Implementation for CombineFileInputFormat Hadoop 0.20.205

Question

Implementation for CombineFileInputFormat Hadoop 0.20.205

Can someone point out where I could find an implementation for CombineFileInputFormat (org. Using Hadoop 0.20.205? This is to create large sections from very small log files (text in lines) using EMR.

Surprisingly, Hadoop does not have a default implementation for this class created specifically for this purpose, and googling looks like I'm not the only one who confuses this. I need to compile a class and lay it out in a jar for bank streaming, with limited knowledge of Java, this is a definite problem.

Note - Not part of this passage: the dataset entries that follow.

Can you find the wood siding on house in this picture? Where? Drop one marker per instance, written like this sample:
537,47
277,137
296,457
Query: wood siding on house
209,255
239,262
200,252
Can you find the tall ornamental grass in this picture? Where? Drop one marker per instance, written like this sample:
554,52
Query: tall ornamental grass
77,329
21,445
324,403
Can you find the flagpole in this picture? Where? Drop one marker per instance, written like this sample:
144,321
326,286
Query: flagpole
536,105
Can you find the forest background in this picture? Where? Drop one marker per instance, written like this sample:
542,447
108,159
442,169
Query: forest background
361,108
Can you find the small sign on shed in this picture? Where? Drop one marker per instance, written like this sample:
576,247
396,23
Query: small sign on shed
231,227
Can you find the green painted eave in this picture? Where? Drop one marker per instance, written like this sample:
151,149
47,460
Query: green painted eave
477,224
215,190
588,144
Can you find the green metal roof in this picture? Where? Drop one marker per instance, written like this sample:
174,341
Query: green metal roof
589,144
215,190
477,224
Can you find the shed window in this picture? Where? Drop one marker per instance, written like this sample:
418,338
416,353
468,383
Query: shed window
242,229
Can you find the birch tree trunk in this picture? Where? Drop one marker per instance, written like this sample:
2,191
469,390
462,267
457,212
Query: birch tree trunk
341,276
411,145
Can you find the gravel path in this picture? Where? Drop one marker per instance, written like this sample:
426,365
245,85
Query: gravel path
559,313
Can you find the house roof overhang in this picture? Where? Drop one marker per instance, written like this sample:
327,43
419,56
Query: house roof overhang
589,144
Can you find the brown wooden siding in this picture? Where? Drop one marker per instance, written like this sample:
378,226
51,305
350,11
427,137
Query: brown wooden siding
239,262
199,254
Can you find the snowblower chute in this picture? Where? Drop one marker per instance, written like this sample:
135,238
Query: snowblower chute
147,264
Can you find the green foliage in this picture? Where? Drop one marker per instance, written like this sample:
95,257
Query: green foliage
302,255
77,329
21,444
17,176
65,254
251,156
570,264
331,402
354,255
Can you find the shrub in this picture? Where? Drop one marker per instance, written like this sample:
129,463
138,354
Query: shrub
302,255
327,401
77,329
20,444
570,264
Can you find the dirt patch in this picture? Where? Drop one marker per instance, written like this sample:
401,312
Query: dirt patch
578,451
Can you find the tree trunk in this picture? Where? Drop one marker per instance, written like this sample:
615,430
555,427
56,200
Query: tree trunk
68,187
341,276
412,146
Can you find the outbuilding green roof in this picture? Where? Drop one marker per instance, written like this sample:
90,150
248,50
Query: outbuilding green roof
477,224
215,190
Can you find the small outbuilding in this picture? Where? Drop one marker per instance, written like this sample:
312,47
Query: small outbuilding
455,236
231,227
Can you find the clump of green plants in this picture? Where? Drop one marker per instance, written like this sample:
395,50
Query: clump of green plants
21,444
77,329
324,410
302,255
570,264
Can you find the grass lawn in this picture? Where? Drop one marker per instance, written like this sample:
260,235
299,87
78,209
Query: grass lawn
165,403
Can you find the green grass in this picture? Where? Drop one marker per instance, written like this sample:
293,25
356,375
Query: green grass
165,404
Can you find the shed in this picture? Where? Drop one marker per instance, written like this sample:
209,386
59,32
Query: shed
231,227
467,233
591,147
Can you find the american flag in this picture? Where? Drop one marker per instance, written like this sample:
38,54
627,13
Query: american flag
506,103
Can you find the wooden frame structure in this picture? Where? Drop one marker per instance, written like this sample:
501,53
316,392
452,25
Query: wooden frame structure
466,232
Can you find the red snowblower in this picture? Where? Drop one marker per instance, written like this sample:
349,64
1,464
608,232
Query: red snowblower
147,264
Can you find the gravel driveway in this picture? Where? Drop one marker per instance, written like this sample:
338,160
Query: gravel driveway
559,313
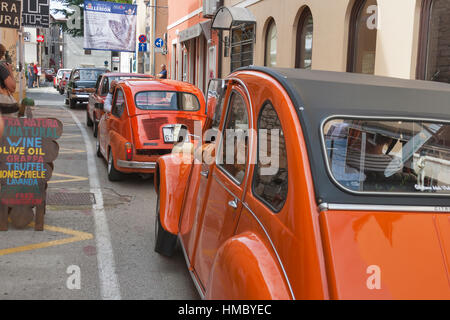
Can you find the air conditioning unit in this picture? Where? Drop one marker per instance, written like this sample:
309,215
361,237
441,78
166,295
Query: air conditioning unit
210,7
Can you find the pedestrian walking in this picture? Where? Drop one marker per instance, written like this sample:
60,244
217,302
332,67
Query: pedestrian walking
39,74
7,85
163,72
35,72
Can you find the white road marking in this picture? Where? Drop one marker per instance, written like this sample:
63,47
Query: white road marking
109,284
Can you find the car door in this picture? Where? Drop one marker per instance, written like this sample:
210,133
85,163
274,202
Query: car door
93,98
228,178
114,119
192,214
110,121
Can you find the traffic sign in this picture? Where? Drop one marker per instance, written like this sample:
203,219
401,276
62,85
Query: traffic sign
142,38
159,43
142,47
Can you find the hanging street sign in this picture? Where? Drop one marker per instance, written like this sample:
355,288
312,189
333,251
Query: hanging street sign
142,38
142,47
159,43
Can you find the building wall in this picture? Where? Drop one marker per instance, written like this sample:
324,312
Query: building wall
10,39
194,60
397,36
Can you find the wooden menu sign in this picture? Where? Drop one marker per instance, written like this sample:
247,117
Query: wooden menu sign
27,151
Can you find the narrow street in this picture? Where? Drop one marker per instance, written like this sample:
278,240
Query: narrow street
111,244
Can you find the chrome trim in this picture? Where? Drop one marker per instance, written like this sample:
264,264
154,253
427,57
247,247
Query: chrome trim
274,249
136,164
197,284
223,186
367,207
374,118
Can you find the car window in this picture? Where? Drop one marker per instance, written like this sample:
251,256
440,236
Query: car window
233,152
119,104
167,100
216,98
90,74
389,156
76,75
270,180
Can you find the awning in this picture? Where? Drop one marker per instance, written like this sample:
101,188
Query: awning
196,31
227,17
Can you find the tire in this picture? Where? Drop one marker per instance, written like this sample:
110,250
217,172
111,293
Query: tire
165,242
89,122
113,174
72,103
95,130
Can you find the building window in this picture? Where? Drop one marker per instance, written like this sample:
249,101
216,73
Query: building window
303,56
271,45
434,49
362,37
242,44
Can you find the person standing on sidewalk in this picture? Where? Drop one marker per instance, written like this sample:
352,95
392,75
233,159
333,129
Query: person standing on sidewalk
39,73
35,71
30,75
163,73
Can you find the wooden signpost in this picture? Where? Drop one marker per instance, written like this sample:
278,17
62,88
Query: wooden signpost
27,151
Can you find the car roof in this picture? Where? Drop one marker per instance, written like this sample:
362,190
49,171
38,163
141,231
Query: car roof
161,85
323,93
119,74
319,95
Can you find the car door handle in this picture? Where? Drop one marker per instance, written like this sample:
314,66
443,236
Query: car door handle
204,173
233,204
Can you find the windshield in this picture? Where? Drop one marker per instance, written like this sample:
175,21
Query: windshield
167,100
389,156
90,75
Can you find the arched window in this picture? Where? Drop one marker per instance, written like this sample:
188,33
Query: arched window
362,37
434,44
271,45
303,55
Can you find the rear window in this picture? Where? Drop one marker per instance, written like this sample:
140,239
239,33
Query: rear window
90,75
389,156
167,100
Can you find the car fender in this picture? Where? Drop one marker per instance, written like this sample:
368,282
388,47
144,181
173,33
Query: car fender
117,145
246,269
171,180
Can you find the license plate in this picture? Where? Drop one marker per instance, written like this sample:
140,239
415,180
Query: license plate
169,135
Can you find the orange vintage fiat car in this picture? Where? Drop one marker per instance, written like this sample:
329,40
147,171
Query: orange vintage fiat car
313,185
147,117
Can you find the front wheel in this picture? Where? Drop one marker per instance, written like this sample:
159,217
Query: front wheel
165,242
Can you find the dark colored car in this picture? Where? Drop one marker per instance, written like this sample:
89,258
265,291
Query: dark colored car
94,110
81,84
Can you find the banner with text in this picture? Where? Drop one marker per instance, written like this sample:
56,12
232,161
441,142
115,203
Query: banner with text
10,13
36,13
109,26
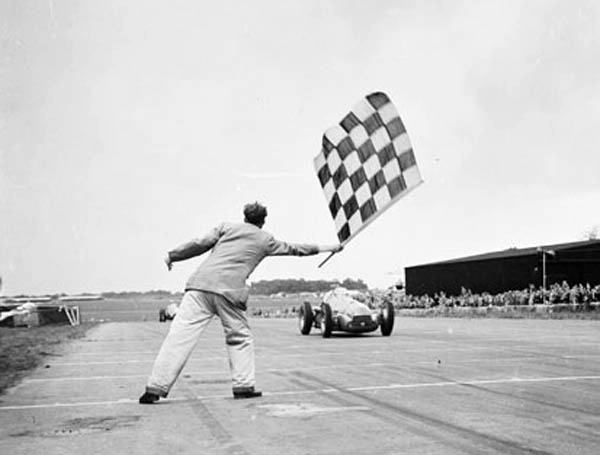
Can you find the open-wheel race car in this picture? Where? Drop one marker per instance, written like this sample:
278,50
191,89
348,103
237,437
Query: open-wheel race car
168,313
341,311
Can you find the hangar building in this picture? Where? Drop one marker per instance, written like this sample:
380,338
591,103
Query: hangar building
515,268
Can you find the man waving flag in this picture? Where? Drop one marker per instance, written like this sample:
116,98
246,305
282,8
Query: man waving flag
366,164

Edit: I already tried the yetitrails example with the necessary import, but I get a compiler error for the following method.

+5

java hadoop

vladimir montealegre Jan 11 '13 at 1:38

source share

1 answer

Amar · Accepted Answer · 2013-01-11T18:22:26+0000

Here is the implementation I have for you:

 import java.io.IOException; import org.apache.hadoop.conf.Configuration; import org.apache.hadoop.io.LongWritable; import org.apache.hadoop.io.Text; import org.apache.hadoop.mapred.FileSplit; import org.apache.hadoop.mapred.InputSplit; import org.apache.hadoop.mapred.JobConf; import org.apache.hadoop.mapred.LineRecordReader; import org.apache.hadoop.mapred.RecordReader; import org.apache.hadoop.mapred.Reporter; import org.apache.hadoop.mapred.lib.CombineFileInputFormat; import org.apache.hadoop.mapred.lib.CombineFileRecordReader; import org.apache.hadoop.mapred.lib.CombineFileSplit; @SuppressWarnings("deprecation") public class CombinedInputFormat extends CombineFileInputFormat<LongWritable, Text> { @SuppressWarnings({ "unchecked", "rawtypes" }) @Override public RecordReader<LongWritable, Text> getRecordReader(InputSplit split, JobConf conf, Reporter reporter) throws IOException { return new CombineFileRecordReader(conf, (CombineFileSplit) split, reporter, (Class) myCombineFileRecordReader.class); } public static class myCombineFileRecordReader implements RecordReader<LongWritable, Text> { private final LineRecordReader linerecord; public myCombineFileRecordReader(CombineFileSplit split, Configuration conf, Reporter reporter, Integer index) throws IOException { FileSplit filesplit = new FileSplit(split.getPath(index), split.getOffset(index), split.getLength(index), split.getLocations()); linerecord = new LineRecordReader(conf, filesplit); } @Override public void close() throws IOException { linerecord.close(); } @Override public LongWritable createKey() { // TODO Auto-generated method stub return linerecord.createKey(); } @Override public Text createValue() { // TODO Auto-generated method stub return linerecord.createValue(); } @Override public long getPos() throws IOException { // TODO Auto-generated method stub return linerecord.getPos(); } @Override public float getProgress() throws IOException { // TODO Auto-generated method stub return linerecord.getProgress(); } @Override public boolean next(LongWritable key, Text value) throws IOException { // TODO Auto-generated method stub return linerecord.next(key, value); } } }

In your task, the mapred.max.split.size parameter is first set according to the size you want to merge the input files into. Do something like the following in your run ():

 ... if (argument != null) { conf.set("mapred.max.split.size", argument); } else { conf.set("mapred.max.split.size", "134217728"); // 128 MB } ... conf.setInputFormat(CombinedInputFormat.class); ...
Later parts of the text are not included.